Current work is investigating building links between mobile devices and virtual worlds such as second life. The project original direction is explained below.

This project explored the use of portable computing to increase the flexibility of access and delivery of course material in higher education. It develop a system forlearning and assessment delivery via Personal Digital Assistants (PDAs) and evaluates the benefits of such delivery for engineering and technology undergraduate students. The project targets an engineering environment, but has potential for expanded scope across the University.

To provide a practical CAA application does not always need the power of a desktop system and useful CAA systems can be facilitated using technology that :

· Makes the best use of limited financial resources
· Has minimal size and maximal portability
· Is designed to be "Ready-At-Hand"

The alternative proposed in this project is the use of a Portable Digital Assistant(PDA).
The PDA is an ideal platform to facilitate such a task. Using a PDA may bring additional benefits as the organisational, diary and note taking tools supplied with the PDA may help the student to develop better organisational skills.

The immediate availability of a PDA (switch on and use -no boot up time) makes them ideal to grab a few moments useful working time at times and in locations where even a laptop would not be useful. A PDA equipped student can carry question sets at all times. Their response to assessment questions can direct them to further stored learning materials. In addition, when new question sets are regularly loaded into the PDA, their journalled route through previous material may be archived for later analysis.
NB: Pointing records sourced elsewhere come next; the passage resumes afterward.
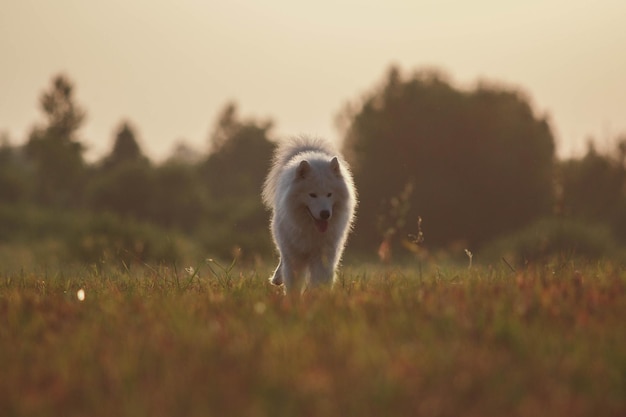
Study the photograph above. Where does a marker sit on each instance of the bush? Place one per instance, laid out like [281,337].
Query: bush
[551,238]
[92,238]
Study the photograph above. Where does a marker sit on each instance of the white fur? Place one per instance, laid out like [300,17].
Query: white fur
[308,182]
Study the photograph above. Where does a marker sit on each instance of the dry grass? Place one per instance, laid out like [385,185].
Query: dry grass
[161,342]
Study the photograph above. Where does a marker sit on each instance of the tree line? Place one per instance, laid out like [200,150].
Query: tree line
[434,164]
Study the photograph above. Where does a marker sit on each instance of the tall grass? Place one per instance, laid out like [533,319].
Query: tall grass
[219,340]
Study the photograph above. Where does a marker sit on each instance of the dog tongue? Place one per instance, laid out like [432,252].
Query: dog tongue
[321,225]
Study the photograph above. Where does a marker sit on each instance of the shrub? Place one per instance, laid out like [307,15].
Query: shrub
[551,238]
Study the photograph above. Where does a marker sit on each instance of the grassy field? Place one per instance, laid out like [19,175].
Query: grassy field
[547,340]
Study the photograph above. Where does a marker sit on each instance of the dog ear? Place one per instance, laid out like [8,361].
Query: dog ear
[334,166]
[303,170]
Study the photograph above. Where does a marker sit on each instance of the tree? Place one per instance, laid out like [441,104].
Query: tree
[477,163]
[234,173]
[126,149]
[126,183]
[594,186]
[240,156]
[54,149]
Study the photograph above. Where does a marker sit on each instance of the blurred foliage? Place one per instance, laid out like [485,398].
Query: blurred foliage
[458,168]
[480,162]
[554,238]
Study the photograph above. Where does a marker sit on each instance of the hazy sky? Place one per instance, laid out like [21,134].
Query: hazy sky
[170,66]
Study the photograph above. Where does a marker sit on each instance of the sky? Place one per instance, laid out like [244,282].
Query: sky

The initial phase of the project used 25 Clie SL10's. to deliver multichoice revision tests for engineering students. Some course texts were also been converted to Palm format. The Clie's were supplied with the standard built in applications along with two custom applications that were written for the project. One application is a simple quiz application that presents multichoice questions, the other is a logging application that records what applications are being used.

We received additional funding of £10500 by our institution to expand the project. In November 2004 Palm Zire 72 PDAs were given to all first year technology students at the Robert Clark Centre for Technological education. The results of this are on the publications page.

In 2007-2008 new visualisation and analysis software was written to assist in the examination of data collected during the project and the data is currently being re-evaluated.